AI agents in business: why the raising of 310 million euros from PARLOA marks a change of framework

After two years of rapid expansion of artificial intelligence agents in companies, what was still perceived as a field of experimentation is gradually becoming a field of exploitation in its own right. The agents were first deployed in more or less convincing POCs. Able to hold a fluid conversation, handle simple requests, automate part of customer support or internal assistance, they have found their place in relatively controlled environments. If this phase allowed organizations to measure the potential, it also made it possible to identify the limits.

Because an agent that operates within a restricted framework does not guarantee its robustness once integrated into the heart of operations. When he intervenes on a customer journey, he no longer just responds, but qualifies, guides, proposes, and sometimes makes consequential decisions. Even partially autonomous, it becomes a sensitive component of the information system and, by extension, of the relationship between the company and its customers, which means that at this level, errors are not allowed.

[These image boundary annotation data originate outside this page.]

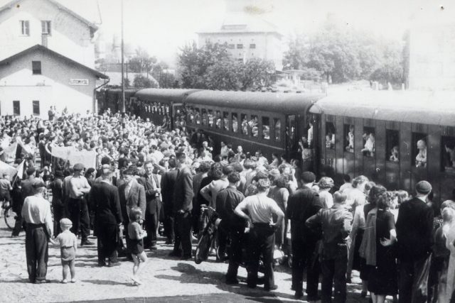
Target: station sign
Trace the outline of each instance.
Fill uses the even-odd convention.
[[[88,79],[70,79],[70,85],[88,85]]]

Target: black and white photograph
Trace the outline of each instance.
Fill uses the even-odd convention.
[[[455,3],[0,0],[0,302],[455,303]]]

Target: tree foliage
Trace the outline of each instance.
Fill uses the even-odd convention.
[[[203,89],[257,90],[272,84],[272,62],[252,58],[246,62],[232,58],[227,45],[195,44],[179,55],[182,87]]]
[[[328,21],[316,33],[292,39],[289,51],[284,54],[283,65],[285,70],[303,70],[304,77],[308,77],[305,79],[309,79],[317,78],[318,73],[325,80],[334,83],[368,79],[373,72],[382,75],[376,70],[390,61],[390,50],[387,53],[382,44],[370,33],[342,31]],[[394,52],[397,51],[392,55],[393,62],[390,62],[395,72],[402,70],[402,60],[395,60],[395,55],[400,51],[394,48]],[[387,65],[387,68],[392,65]],[[393,79],[400,81],[397,77]]]

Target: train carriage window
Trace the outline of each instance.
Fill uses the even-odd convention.
[[[232,131],[234,133],[237,133],[239,130],[239,121],[237,118],[237,113],[232,113],[231,115],[232,119]]]
[[[366,157],[374,157],[376,151],[376,139],[374,127],[364,127],[363,134],[363,148],[362,153]]]
[[[385,130],[385,159],[400,162],[400,132],[393,129]]]
[[[441,137],[441,170],[455,173],[455,137]]]
[[[194,109],[194,121],[196,124],[200,124],[200,114],[199,114],[199,109],[197,107]]]
[[[229,131],[229,113],[228,111],[223,112],[223,125],[225,131]]]
[[[335,149],[335,124],[326,122],[326,148]]]
[[[245,114],[241,114],[240,118],[242,119],[242,133],[248,135],[248,118]]]
[[[262,138],[270,140],[270,119],[262,117]]]
[[[275,141],[279,142],[282,139],[282,121],[275,118],[273,124],[275,126]]]
[[[215,127],[221,129],[221,112],[220,111],[215,111]]]
[[[343,133],[344,135],[344,149],[348,153],[354,153],[354,126],[345,124]]]
[[[248,126],[251,129],[251,134],[253,137],[257,138],[259,136],[259,120],[257,116],[251,115],[251,119],[248,122]]]
[[[207,120],[207,110],[205,109],[202,109],[202,125],[208,125]]]
[[[426,133],[412,133],[412,159],[416,167],[427,167],[427,142]]]
[[[213,116],[213,111],[212,109],[208,110],[207,116],[208,117],[208,126],[213,127],[213,124],[215,124],[215,117]]]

From a promising tool to an operational asset

In many large groups, discussions around AI agents have therefore gradually left the field of innovation to join that of governance.

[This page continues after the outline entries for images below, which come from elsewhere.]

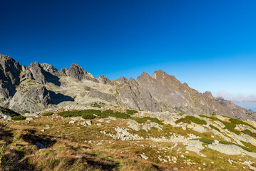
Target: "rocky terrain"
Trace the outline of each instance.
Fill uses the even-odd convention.
[[[0,170],[256,170],[256,113],[158,71],[98,78],[0,55]]]
[[[256,170],[255,121],[99,107],[3,118],[0,166],[4,170]]]
[[[47,63],[21,66],[0,54],[0,105],[17,112],[38,112],[63,107],[83,109],[101,104],[134,110],[183,113],[187,115],[221,115],[255,120],[256,113],[231,101],[200,93],[159,70],[143,73],[136,80],[124,77],[98,78],[73,63],[58,71]]]

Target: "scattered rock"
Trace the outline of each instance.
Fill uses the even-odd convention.
[[[148,160],[148,157],[146,156],[146,155],[143,155],[143,154],[140,154],[140,157],[141,157],[141,158],[143,159],[143,160]]]
[[[33,118],[26,118],[26,120],[33,120]]]
[[[86,121],[85,121],[85,123],[86,123],[87,125],[89,125],[89,126],[92,125],[92,124],[93,124],[93,122],[91,120],[86,120]]]

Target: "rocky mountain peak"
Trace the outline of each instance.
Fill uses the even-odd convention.
[[[10,56],[0,54],[0,76],[1,80],[10,81],[11,84],[19,83],[19,76],[21,66]]]
[[[55,74],[58,71],[56,68],[48,63],[40,63],[40,66],[45,71],[49,72],[51,74]]]
[[[122,76],[122,77],[119,78],[118,79],[116,80],[116,82],[119,83],[125,83],[127,81],[128,81],[128,79],[124,76]]]
[[[100,75],[100,76],[98,77],[98,81],[103,84],[111,83],[111,81],[110,81],[108,78],[106,78],[103,75]]]
[[[210,91],[205,91],[205,93],[203,93],[203,94],[208,96],[208,98],[213,98],[213,94]]]
[[[92,74],[86,72],[82,67],[76,63],[72,63],[69,69],[66,71],[66,73],[68,76],[78,81],[91,80],[96,82],[98,81]]]
[[[39,63],[36,61],[31,63],[29,66],[28,69],[31,73],[33,79],[36,80],[36,82],[41,84],[46,84],[47,83],[45,71],[40,66]]]
[[[0,54],[0,100],[13,96],[19,83],[21,66],[11,57]]]

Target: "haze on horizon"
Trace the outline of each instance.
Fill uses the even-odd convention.
[[[0,53],[98,77],[161,69],[256,111],[255,1],[1,1]]]

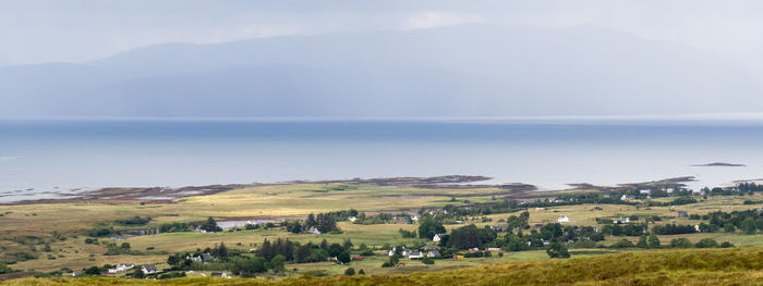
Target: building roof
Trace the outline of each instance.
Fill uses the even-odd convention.
[[[156,265],[154,264],[143,265],[143,269],[145,269],[146,271],[158,271],[158,269],[156,269]]]

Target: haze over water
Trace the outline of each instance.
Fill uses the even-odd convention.
[[[486,175],[541,189],[763,177],[761,124],[3,121],[0,201],[101,187]],[[692,166],[712,162],[744,167]]]

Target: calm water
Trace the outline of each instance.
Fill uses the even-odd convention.
[[[487,175],[544,189],[763,177],[763,125],[4,121],[0,201],[114,186]],[[747,167],[697,167],[710,162]],[[74,190],[72,190],[74,189]]]

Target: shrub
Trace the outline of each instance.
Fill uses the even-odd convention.
[[[620,241],[617,241],[609,247],[611,247],[611,248],[628,248],[628,247],[634,247],[634,245],[630,240],[622,238],[622,239],[620,239]]]
[[[694,245],[697,248],[713,248],[718,247],[718,241],[713,238],[702,238],[699,243]]]

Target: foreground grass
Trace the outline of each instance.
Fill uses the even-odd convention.
[[[763,248],[650,250],[507,262],[407,275],[355,275],[278,282],[180,278],[23,278],[3,285],[762,285]]]

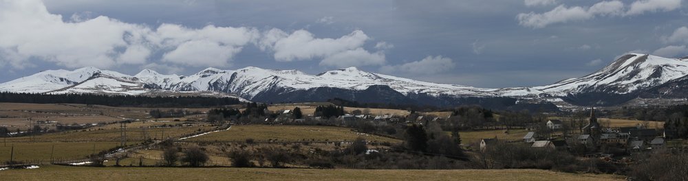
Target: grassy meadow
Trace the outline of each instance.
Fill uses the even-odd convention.
[[[0,171],[6,180],[623,180],[536,169],[372,170],[43,166]]]
[[[229,130],[212,132],[187,141],[353,141],[361,136],[369,141],[399,143],[401,141],[352,131],[350,128],[314,125],[236,125]]]

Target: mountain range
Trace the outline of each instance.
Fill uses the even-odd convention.
[[[508,108],[519,108],[519,105],[555,104],[562,108],[666,102],[656,101],[663,99],[682,102],[688,95],[687,75],[688,59],[632,53],[621,56],[590,75],[534,87],[484,88],[436,84],[365,72],[356,67],[317,75],[252,67],[237,70],[208,68],[191,75],[163,75],[150,69],[129,75],[84,67],[74,71],[41,71],[0,84],[0,91],[200,94],[235,96],[259,102],[321,101],[338,97],[361,103],[440,107],[480,104]]]

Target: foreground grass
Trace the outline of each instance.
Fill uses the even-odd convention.
[[[12,145],[14,147],[14,160],[27,162],[50,160],[51,154],[55,159],[83,158],[87,156],[108,150],[119,145],[119,142],[37,142],[8,143],[7,146],[0,145],[0,162],[10,160]],[[53,147],[54,146],[54,149]],[[95,150],[94,149],[95,149]]]
[[[5,180],[621,180],[535,169],[359,170],[45,166],[0,171]]]
[[[213,132],[189,138],[188,141],[353,141],[361,136],[369,141],[399,143],[401,141],[353,132],[350,128],[314,125],[237,125],[229,130]]]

During the initial phase, the focus was on the ability of agents to understand an intention, to produce a fluid response, to reduce the volume of tickets. While these indicators are of course relevant, they become insufficient when the agent is called upon to operate on a large scale.

Thus, CX, IT, legal, security and risk departments are now wondering how to supervise a system that continuously learns and interacts with customers, sometimes in critical areas.

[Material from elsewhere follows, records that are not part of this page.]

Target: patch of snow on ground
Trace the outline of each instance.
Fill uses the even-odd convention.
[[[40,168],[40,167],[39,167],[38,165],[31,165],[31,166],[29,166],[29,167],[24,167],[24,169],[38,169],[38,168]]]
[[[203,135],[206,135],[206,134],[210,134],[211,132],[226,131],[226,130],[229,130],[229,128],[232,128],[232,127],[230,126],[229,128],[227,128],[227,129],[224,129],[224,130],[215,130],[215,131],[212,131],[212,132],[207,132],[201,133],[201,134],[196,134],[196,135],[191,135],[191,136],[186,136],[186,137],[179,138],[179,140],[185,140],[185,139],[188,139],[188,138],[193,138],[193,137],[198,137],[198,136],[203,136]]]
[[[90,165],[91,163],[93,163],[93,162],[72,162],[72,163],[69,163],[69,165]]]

Attention is focused on three essential points: first of all reproducibility, that is to say the ability to maintain consistent behavior in varied contexts; then observability, which allows us to understand what the agent does, on what basis and with what effects; finally corrigibility, essential for detecting a deviation, adjusting a rule, testing a modification, then redeploying it.

The agent thus goes from a simple tool to an operational asset, and is subject to the same requirements as the other bricks of the information system.

CX as a laboratory for industrialization

If this maturation is today more visible within customer services, it is no coincidence. The high volume of interactions and the repetition of scenarios make CX a privileged field of observation. It also highlights the less visible costs of agentic AI. Automation does not eliminate complexity and requires continuous human supervision, regular training cycles, exception support, integration with existing tools, as well as constant alignment with commercial policies and regulatory constraints.

A competition that moves to the management layer

A problem which has not escaped the eye of investors, who are more interested in startups offering a management layer capable of transforming the agent into an manageable system than in those which promise the smoothest conversations.

Parloa illustrates this point perfectly. The German company does not only highlight the performance of its agents, but above all the capacity of its platform to design, simulate, supervise and develop them within a controlled framework. An approach in line with the expectations of large organizations faced with reliability and responsibility issues.

2026, a year of normalization rather than rupture

Talking about the end of “experimental” agents in 2026 does not mean the end of testing or innovation, but rather a change in framework. The experiment will be part of more formal systems, with validation criteria and supervision tools.

Companies will favor platforms capable of orchestrating several specific agents, with the challenge of making them evolve in a manner consistent with their constraints and objectives. From this perspective, the management layer becomes significant.

Specialized players, emerging platforms

The competitive landscape for enterprise AI agents is rapidly shaping, but has not yet stabilized. In Europe, the market remains fragmented between players specialized by vertical or use. In Germany, Parloa and Cognigy (acquired at the end of the year by the American Nice) occupy a position in complex contact center environments, while in the United Kingdom PolyAI has established itself in voice and large-scale conversational agents. In France, the ecosystem remains more dispersed, with players positioned on hybrid approaches, specific technological bricks or sectoral use cases, without a platform standard having yet established itself. In the United States, competition is playing out on another level, with startups like Sierra, which are alongside the initiatives of large software and cloud publishers, starting with Salesforce, Microsoft and Google, which are gradually integrating agentic capabilities into their existing platforms.

A Series D round that changes the dimension of PARLOA

Founded in 2018 in Berlin by Malte Kosub and Stefan Ostwald, PARLOA develops an AI agent management platform for large companies. The company employs around 380 people and has offices in Berlin, Munich and New York. It says it works with several major international accounts, including ALLIANZ, BOOKING.COM, SAP and SWISS LIFE.

Parloa announces a fundraising of 310 million euros in Series D, led by GENERAL CATALYST, with the participation of EQT VENTURES, ALTIMETER CAPITAL, DURABLE CAPITAL PARTNERS and MOSAIC VENTURES. This operation values ​​the company at around $3 billion and brings the total capital raised to more than 480 million euros in less than four years.